The ban on Russian internetsites in Ukraine is useless, counterproductive and ineffective. It threatens to push the country in a more authoritarian direction. These are Putinist methods, argues political analyst Kostiantyn Fedorenko from Kiev. 'Europe harshly criticized internet limitations in Turkey; it should be as harsh towards Ukraine.'

404 ban in Ukraine cartoonUkrainian cartoon: Oops, go back to Homepage

by Kostiantyn Fedorenko

In Ukrainian society there is a broad consensus that Russia is supporting the separatist armed forces in the east of Ukraine. For that reason economic sanctions against Russia generally do not cause any debate. But the presidential decree of May 17 with a list of new legal entities that will be prohibited in Ukraine is different.

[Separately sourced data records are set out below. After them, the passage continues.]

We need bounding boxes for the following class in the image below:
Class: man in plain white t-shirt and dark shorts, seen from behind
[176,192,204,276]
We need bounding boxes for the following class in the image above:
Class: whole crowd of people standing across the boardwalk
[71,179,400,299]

It hits at developers of popular software products, such as Kaspersky antivirus or 1C. But people are mostly affected by the banning of several popular Russian web companies and an order for Internet service providers to prohibit access to websites like social networks VKontakte ( and Odnoklassniki (class mates), e-mail service and Yandex, a search engine that also provides money transfer, mapping and several other popular services.

All of these sites are in the top-6 of most visited in Ukraine. An average daily share for VK is 53% of all Ukrainian web users; after Google it is the second most popular resource in Ukraine (only 19% of the web audience in Ukraine uses Facebook on a daily basis).

The public outcry, therefore, comes as no surprise. Opponents of the ban called the decision a violation of freedom of speech and information; there were minor protest rallies and petitions. Dmytro Likhachev, a lawyer from Kharkiv, wants to fight the ban at the European Court of Human Rights. Organizations like Human Rights Watch and Freedom House have also voiced their concerns.

Supporters of the ban stress the need for internet security against both Russian propaganda and the Russian security services – the latter, for instance, have broad access to VK user data. Activists who support the Ukrainian military, and who have lobbied the ban, claim that data leaks from these services on several occasions have damaged the activities of the Ukrainian army, which resulted in human casualties. While Ukraine is at war, its security should prevail above protection of freedom of information. However, the lobbyists don’t pay attention to the proportionality of the measures.